[Review] 'Unhinged' Puts Viewers in the Passenger Seat with an Insanely Brutal Russel Crowe
There are certain necessary characteristics to make a believable and terrifying horror villain...
...The most common attributes usually include a large frame, near inhuman strength, and borderline indestructibility. Such villains can take deadly blows, wounds, and gunshots with almost no effect. Aside from the physical appearance, the villain’s mental and emotional disposition also earns the diagnosis of psychotic as their behavior comes off as chaotic or even…unhinged. Put all these characteristics together and you have a classic horror villain which promises plenty of unsettling situations. Director Derrick Borte and writer Carl Ellsworth (Disturbia) took the best characteristics of all the famous horror baddies and added an extra level of danger by putting him behind the wheel of a truck. Unhinged brings us a fast and entertaining, albeit brutal, road thriller.

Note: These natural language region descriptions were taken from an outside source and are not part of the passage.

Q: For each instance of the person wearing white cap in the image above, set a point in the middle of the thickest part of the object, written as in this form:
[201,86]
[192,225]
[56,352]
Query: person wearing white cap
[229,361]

Some horror movies project such a convincing ride, the audience does not have the time to realize the movie relies on pure style. The traditional slasher films such as Halloween, Friday the 13th, or even Joyride include an evil and predatory figure who cannot and will not stop. No amount of planning or violence will slow the villain’s progress as they always seem to know the victim’s next step. Unhinged creates an equally unstoppable adversary and immediately sets up Russel Crowe’s (Gladiator, A Beautiful Mind) character as unstable and dangerous. While sitting in his car, Crowe (credited only as Man) takes some pills and then admires a lit match before breaking into a home, beating one of the residents, and then setting the house ablaze. No interaction led up to the attack and the entire outburst lasted only seconds before the Man drove away. This scene comes unexpectedly and pulls the viewer into the deranged mindset of the villain. Immediately following this segment, the opening credits show video clips of road rage and riots mixed with segments of news reports focusing on the growing fury exhibited in everyday behavior. This portion of the film might come off as a bit long, but the footage properly sets up the viewer for what will unfold. Placing the horror in the hands of drivers also creates a higher level of believability compared to other psycho-focused films. Most people have witnessed road rage of some sort, but not too many have experienced hatchet wielding weirdos.
Anchored by strong characters and a somewhat conceivable story, Unhinged shows what happens when the life of a dangerously delusional man intersects with an innocent family. Rachel Hunter (Caren Pistorius) and her son Kyle (Gabriel Bateman [Child’s Play 2019]) live a somewhat hectic life. Trying to balance work, school, and personal affairs keep the two of them in a perpetually frazzled state. Despite their anxieties, the unshakeable bond they share keeps them calm and on track. During the fated morning drive to school, Kyle and Rachel both experience a form of rejection from his father and her client, but they find ways to reassure each other.
However, the Hunter’s are not the only vehicle on the road with some issues. The mysterious Man from the beginning also appears to be having a bad day and a minor issue on the street turns scary when the Man’s looming truck makes his physical presence known. You see, the Man believes in manners, or so he claims, and when Rachel refuses to apologize for honking her horn, the Hunters and their unimpressive station wagon must quickly sneak away from the angry truck. The Man’s reaction, however, goes far beyond honking his horn or yelling some profanities. Instead, the manipulation goes to intense levels as he does not let anyone stand in the way of teaching Rachel a lesson.
Russel Crowe plays a more calculating and level-headed version of John Goodman’s character from The Big Lebowski and I mean this in the most flattering way. Crowe has a large frame, a demanding presence, and goes into angry fits for the slightest offenses. The Man’s actions demonstrate a mentally unbalanced individual who relies on rage to get his point across. However, his words show he holds some dark and deep-seated anger for women as well. He accuses Rachel of behaviors she never demonstrates and makes broad and hateful generalizations about the opposite sex. Also, with each horrible crime, he continually blames Rachel for his deadly actions. Honestly, more horror directors should look into casting Crowe because he certainly knows how to convey ‘unhinged’ well and his impressive intensity shows his potential to play a variety of dreadful people.
Unhinged settles into a sequence of high-tension moments of fast paced car chases with brief interludes of the Man shedding his protective truck-skin and making more intimate in-person killings. Even in between exciting moments of barreling down the highway, the story uses the off-beats of the film to build suspense. While watching the movie, the viewer might see comparisons with Duel (1971), The Hitcher (1988), and Joyride (2001), but Borte and Ellsworth add some more modern details which brings enough originality to the film to make Unhinged more than just a reimagining of previous car chase horror movies.
The intensity never subsides as the Man continually raises the stakes and finds increasingly horrible ways to torture Rachel and her family. Unhinged brings a fast-paced road thriller with a terrifying villain back to theatres, and just might make you avoid the freeway, or at least think twice before engaging with someone on the road.
Unhinged comes to theaters nationwide August 21st from Solstice Studios.